Although, this isn't my first smoke of the year. There is no "smoking season" in my house. I smoke all year long. Having an insulated smoker helps when its 35 degrees outside.
 
Yesterday, I came home to my neighbor smoking a brisket. After talking to him, he told me he had the 10lb brisket on for apx. 4 hours and planned to eat in another hour. I was biting my lip. The poor bastard. It was probably the toughest piece of meat he's ever had!

How do I tell my neighbor in a nice way that he's not smoking properly? He does this all the time. He has an ancient smoker that doesn't have enough dampers to regulate temperature, he doesn't have a thermometer to monitor an internal temperature and he seems lost as to how long he should cook something for. If only he knew how to properly cook, he could get so much more out of his smoke sessions.

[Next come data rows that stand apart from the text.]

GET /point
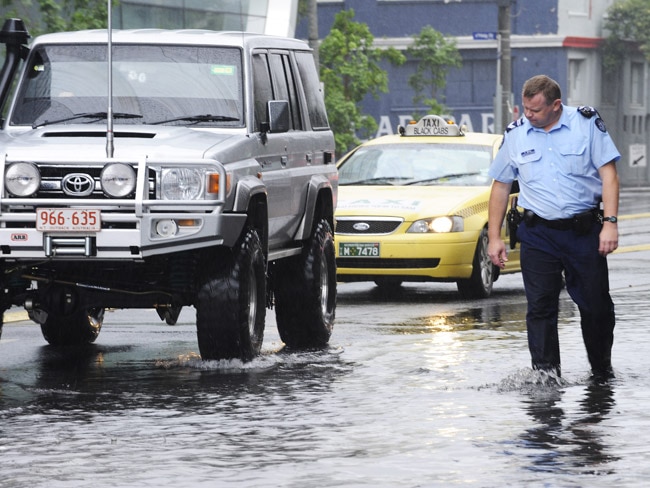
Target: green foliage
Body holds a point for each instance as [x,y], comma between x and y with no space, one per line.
[434,55]
[628,22]
[43,16]
[350,70]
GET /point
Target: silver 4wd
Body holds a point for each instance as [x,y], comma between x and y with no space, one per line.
[177,168]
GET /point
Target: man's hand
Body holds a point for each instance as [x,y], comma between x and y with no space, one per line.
[497,252]
[608,239]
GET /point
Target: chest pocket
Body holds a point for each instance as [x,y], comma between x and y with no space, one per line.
[575,156]
[529,164]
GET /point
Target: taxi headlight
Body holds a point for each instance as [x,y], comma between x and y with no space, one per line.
[22,179]
[437,225]
[118,180]
[182,184]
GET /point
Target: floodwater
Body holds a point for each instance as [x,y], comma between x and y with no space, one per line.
[419,389]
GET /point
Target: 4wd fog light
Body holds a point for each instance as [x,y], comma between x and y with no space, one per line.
[166,228]
[118,180]
[22,179]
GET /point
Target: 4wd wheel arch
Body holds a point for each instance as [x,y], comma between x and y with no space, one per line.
[250,198]
[319,204]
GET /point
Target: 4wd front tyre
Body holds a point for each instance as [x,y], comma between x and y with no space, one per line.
[231,301]
[305,292]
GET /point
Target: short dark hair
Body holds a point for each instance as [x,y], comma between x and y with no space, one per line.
[542,84]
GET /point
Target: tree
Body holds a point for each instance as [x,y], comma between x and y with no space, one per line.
[628,22]
[59,15]
[434,55]
[350,70]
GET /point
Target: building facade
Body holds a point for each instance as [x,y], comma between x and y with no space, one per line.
[559,38]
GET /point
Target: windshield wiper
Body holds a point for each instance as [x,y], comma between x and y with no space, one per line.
[198,118]
[443,177]
[88,115]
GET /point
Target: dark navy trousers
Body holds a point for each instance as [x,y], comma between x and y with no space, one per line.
[545,254]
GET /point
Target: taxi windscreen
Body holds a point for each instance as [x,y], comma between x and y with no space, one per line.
[418,164]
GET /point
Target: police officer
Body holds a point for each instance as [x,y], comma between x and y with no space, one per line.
[564,161]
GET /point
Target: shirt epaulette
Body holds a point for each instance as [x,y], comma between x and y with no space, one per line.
[587,111]
[513,125]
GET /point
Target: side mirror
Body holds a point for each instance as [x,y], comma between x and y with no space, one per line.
[278,116]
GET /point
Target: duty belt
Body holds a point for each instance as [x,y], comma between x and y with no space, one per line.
[580,223]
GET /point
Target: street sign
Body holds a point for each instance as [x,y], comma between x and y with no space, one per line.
[484,36]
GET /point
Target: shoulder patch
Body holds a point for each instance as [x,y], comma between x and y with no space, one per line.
[513,125]
[587,111]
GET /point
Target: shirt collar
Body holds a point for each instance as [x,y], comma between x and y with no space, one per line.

There's only two issues. He's a Steeler fan and he doesn't take criticism well. What should I do?

I'm with Bobby. The only way is to serve him some of the good stuff. If you don't want to go the competition route, just invite him over. Or be really sneaky and have your wife give his wife some to serve him. If you're close enough to give holiday or birthday gifts..... Well, "Smoke and Spice" is widely available.